Quant aux Observations d’Ahmet Mithat, elles occupent une place importante dans l’histoire du roman turc. Berna Moran accentue sur l’importance et la modernité de ce roman. Il le considère comme un “roman prétentieux” (Moran, 1994, pp. 47-56) qui possède de grandes et intéressantes similitudes avec le roman moderne ou postmoderne.

En effet, Ahmet Mithat a prétendu essayer consciencieusement une technique romanesque qui n’avait pas été appliquée jusqu’alors en Europe même (Mithat, 1979, p. 17). Les Observations occupent une place distinguée dans l’histoire du roman turc parce qu’Ahmet Mithat y a consciencieusement essayé une nouvelle technique originale: le récit d’écrire le roman devient le sujet du roman dans lequel prend place l’écrivain lui-même. Gide intervient en tant que narrateur dans la progression de l’histoire tandis qu’Ahmet Mithat y intervient en tant qu’auteur-narrateur en utilisant son nom dans la vie réelle dans le monde fictif de son roman.
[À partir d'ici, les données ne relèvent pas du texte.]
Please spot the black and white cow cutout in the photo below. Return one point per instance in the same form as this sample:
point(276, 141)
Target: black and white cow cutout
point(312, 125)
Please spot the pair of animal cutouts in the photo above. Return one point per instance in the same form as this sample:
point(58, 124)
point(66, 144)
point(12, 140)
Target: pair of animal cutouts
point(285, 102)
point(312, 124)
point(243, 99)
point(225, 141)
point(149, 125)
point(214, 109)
On doit remarquer qu’Ahmet Mithat est le premier romancier turc remarquable qui spécule sur le tissu du roman par les modalités narratives analogues aux procédés de narration postmodernes. Dans son étude sur le roman Le Roman depuis Don Quichotte jusqu’à nos jours (Don Kişot’tan Bugüne Roman) Jale Parla dit qu’Ahmet Mithat doit être considéré comme fondateur du roman turc en insérant des variétés de langage et de discours et ses propres nouveautés de narration dans ses oeuvres (Parla, 2000, p. 75). En effet, Les Observations d’Ahmet Mithat sont un roman métafictionnel où il s’agit des nouvelles techniques romanesques lors qu’on l’apprécie par les critères de narration postmodernes. C’est ainsi que l’écrivain devient également l’un des personnages et que le processus d’écrire l’histoire des personnages constitue une dimension de la fiction du roman. On appelle le métaroman qui raconte son propre processus d’être écrit” (Parla, 1993, p. 73).
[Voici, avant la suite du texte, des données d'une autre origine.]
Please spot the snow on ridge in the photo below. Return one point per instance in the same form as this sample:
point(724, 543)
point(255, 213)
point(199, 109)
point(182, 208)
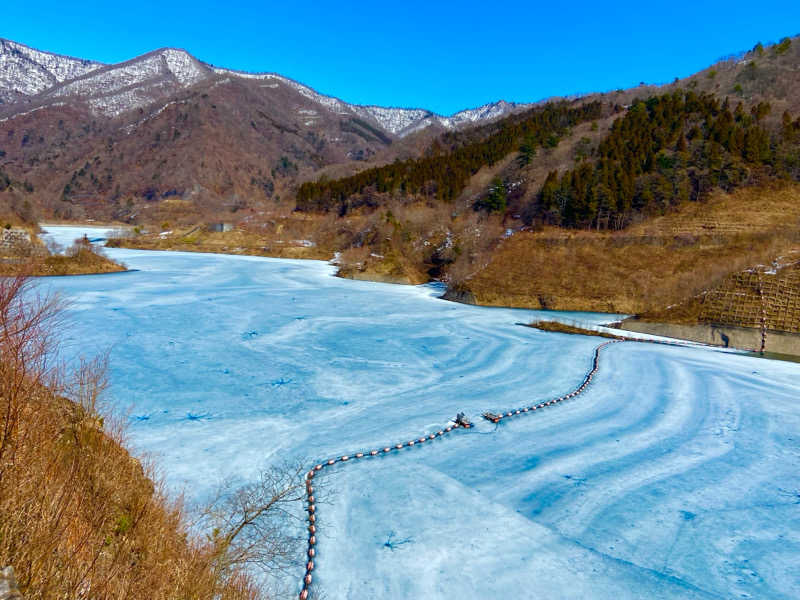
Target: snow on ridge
point(26, 71)
point(398, 121)
point(111, 90)
point(186, 69)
L’auteur-narrateur Ahmet Mithat et ses personnages qui contribuent à composer le roman en train de se faire, observent les événements et les personnages qui entrent dans l’orbite de l’action et tentent de recueillir des matières pour la formation du roman que l’auteur-narrateur est en train d’écrire. Les Observations écrites dans le temps où on a commencé à rédiger plus nouvellement le genre romanesque en Turquie ottomane sont un roman digne d’être étudié du point de vue du caractère métafictif. Les Faux-Monnayeurs qui donnent l’inspiration à beaucoup d’anti-romans et qui exercent une grande influence sur les romans postérieurs méritent également d’être étudiés. Les applications de la métafiction se manifestent dans les deux romans.
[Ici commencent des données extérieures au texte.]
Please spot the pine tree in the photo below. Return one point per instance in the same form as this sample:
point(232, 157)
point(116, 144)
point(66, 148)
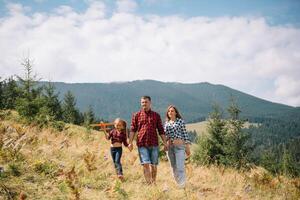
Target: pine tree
point(288, 164)
point(10, 93)
point(51, 102)
point(30, 102)
point(1, 94)
point(89, 116)
point(235, 147)
point(70, 113)
point(209, 149)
3. Narration Métafictive Dans le Roman

Qu’est-ce que la métafiction? Les origines de la tradition de métafiction dans le roman occidental remontent à Don Quichotte de Cervantès et à Tristram Shandy de Lawrence Sterne. K Munck dit: “j'envisage la métafiction comme un style postmoderne de littérature dans lequel l'écrivain se met en communication avec le lecteur ou la lectrice” (Munck, 2004). Ahmet Mithat et André Gide écrivent leurs romans en prenant leurs lecteurs en considération. Le terme “métafiction” désigne les romans dont l’objet thématique principal est la production romanesque ou la fabrication de la fiction. En d’autres termes, la métafiction est le récit du roman en train de se faire dans le roman lui-même en prenant le lecteur comme interlocuteur ou destinataire.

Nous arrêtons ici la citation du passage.